第四話 「人間でありたい」
ちょっと短いです。
それから、食人・食虫描写があります。
目が覚めると、いつもは例えば前足など、体の何処かが見えているものなのだが、今日に限ってはそれが見えなかった。
それに加え、体が妙に軽く、スムーズに動いた。
まるで、自分の体ではないみたいだ。
……死んだのだろうか。まぁ、それもそうか。当然だよな。
あれだけの重傷を負ったのだから。
いま、ステータスはどうなっているのだろう。
ステータス。
種族名 リトルインビジブルドラゴン(進化1、派生1) レベル1/30
名前 無し
所持スキル(6/7)
・短距離転移1段 ・魔力回復速度上昇 ・鑑定(自身のみ)・殺人 ・カーチル言語 ・透明化
所持称号
・竜族 ・食人者 ・蛮勇
生きて、いるのか?よ…よかった。
頬を涙が伝っていく感覚がある。俺は泣いているのだろうか。
転生して、感情が薄くなったと思っていたんだが、張り詰めていただけだったのか?
まぁ、いい。今生きている喜びを噛み締めよう。
ひとしきり泣いたあと、自分が登っていたはずの木を押し倒していたことに気づいた。
どうやら、体がだいぶ大きくなっているようだ。
そして、新しい項目の説明を見ていく。
リトルインビジブルドラゴン
リトルカニバリズムドラゴンからの派生進化でしか生まれない種族系統。カニバリズム系統自体が非常に貴重なため、インビジブル系統は世界規模で見ても3桁に満たない。
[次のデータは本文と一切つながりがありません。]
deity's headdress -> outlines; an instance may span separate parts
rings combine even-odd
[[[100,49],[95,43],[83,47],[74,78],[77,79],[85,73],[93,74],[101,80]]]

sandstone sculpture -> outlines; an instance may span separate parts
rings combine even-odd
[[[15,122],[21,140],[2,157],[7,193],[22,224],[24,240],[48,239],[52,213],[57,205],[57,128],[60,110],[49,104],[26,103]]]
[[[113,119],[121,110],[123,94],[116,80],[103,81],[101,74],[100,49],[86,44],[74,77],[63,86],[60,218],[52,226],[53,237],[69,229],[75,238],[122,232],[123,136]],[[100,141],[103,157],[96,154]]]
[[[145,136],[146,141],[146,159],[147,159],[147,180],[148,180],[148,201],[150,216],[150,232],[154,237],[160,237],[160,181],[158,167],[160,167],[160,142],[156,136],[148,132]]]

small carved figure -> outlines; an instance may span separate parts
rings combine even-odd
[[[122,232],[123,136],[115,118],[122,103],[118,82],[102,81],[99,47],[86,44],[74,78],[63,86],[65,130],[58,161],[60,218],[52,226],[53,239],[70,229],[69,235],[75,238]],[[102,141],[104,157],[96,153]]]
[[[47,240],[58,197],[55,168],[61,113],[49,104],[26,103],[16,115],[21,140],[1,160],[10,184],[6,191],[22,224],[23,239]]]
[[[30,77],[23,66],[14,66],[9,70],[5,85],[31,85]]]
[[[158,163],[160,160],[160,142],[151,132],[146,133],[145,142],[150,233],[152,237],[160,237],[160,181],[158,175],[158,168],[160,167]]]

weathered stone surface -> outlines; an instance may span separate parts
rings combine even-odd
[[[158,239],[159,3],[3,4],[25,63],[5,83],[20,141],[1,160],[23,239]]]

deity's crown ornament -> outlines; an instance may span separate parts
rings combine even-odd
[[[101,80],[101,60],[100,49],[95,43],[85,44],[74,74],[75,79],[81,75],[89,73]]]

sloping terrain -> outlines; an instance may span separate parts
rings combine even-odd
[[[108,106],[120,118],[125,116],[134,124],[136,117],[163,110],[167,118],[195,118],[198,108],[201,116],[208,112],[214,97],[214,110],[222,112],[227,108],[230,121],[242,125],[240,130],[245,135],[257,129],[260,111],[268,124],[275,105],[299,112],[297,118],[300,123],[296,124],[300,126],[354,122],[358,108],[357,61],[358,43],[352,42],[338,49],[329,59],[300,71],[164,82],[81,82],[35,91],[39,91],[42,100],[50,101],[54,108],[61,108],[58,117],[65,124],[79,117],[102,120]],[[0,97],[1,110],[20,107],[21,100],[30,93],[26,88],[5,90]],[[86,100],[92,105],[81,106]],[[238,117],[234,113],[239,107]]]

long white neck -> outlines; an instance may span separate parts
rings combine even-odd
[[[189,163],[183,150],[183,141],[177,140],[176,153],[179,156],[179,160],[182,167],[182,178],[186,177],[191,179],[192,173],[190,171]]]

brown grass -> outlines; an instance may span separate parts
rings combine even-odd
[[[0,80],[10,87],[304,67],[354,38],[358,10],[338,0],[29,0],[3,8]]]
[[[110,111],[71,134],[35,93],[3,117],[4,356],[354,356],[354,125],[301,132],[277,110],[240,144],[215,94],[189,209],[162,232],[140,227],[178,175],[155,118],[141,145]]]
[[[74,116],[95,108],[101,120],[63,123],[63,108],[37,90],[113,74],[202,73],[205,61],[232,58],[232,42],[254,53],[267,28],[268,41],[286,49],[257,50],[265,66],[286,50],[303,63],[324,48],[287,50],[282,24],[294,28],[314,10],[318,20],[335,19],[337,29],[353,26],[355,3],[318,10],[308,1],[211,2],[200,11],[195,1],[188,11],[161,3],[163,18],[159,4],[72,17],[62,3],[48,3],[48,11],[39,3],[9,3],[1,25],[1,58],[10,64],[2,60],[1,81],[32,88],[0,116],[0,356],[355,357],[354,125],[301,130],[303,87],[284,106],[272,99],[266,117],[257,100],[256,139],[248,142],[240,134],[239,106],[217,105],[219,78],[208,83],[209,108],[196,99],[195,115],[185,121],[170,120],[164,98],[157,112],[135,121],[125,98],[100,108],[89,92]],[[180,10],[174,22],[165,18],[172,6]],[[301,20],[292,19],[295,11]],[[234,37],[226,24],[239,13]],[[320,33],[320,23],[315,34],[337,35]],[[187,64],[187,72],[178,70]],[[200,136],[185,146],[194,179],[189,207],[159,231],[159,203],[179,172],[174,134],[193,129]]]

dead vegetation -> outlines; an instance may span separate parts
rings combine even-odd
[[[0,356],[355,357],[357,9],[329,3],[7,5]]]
また、この系統は漏れなくスキル(透明化)を持っている。このスキルは、通常は物凄い速さで魔力を消費するが、種族特性で、何も対価を払わずにスキルの使用ができる。
また、このドラゴンは魔法に強い耐性を持つが、魔法の才能が極めて低い。
この系統は、カニバリズム系統と同じ特性をも持つ。
まだ進化の可能性はあるが、ここからは成体となるので生殖が可能となる。
派生
派生とは、通常の進化とは異なり、より強い種族への進化の可能性が上がる。
また、通常進化では、最大スキル数は1つしか増えないが派生進化では2つ増える。
通常の進化と同様に進化前の特徴を引き継ぐ。
スキル(透明化)
多大な魔力を消費して自身の体を透明にすることができる。
ただし、透明と言っても気配が消えるわけではない。
また、その透明度は空気と変わらない。
称号(蛮勇)
蛮勇なものに与えられる称号。この称号を持つものはトラブルに巻き込まれやすくなり、バーサーク状態になりやすくなる。
やはり魔法がある世界なのか。しかし、魔法の才能が低いのか…少し残念だ。耐性と引き換えならば良しとしよう。
それに、スキル(透明化)も対価無しで使えるしな。十分だ。
それから、派生進化をしたのか。スキル枠が圧迫されていたし、これは嬉しい。
スキル(透明化)ってのは、今使ってるやつだな。
オフにもできるのか?
段々と体の透明度が下がっていき、黒と緑の入り混じった姿が現れた。
進化前は人間の膝くらいの高さしかなかったのに、今では3mくらいある。
翼も2枚から4枚に増え、負ったはずの傷もキレイに消えていた。おそらく、進化の影響だろう。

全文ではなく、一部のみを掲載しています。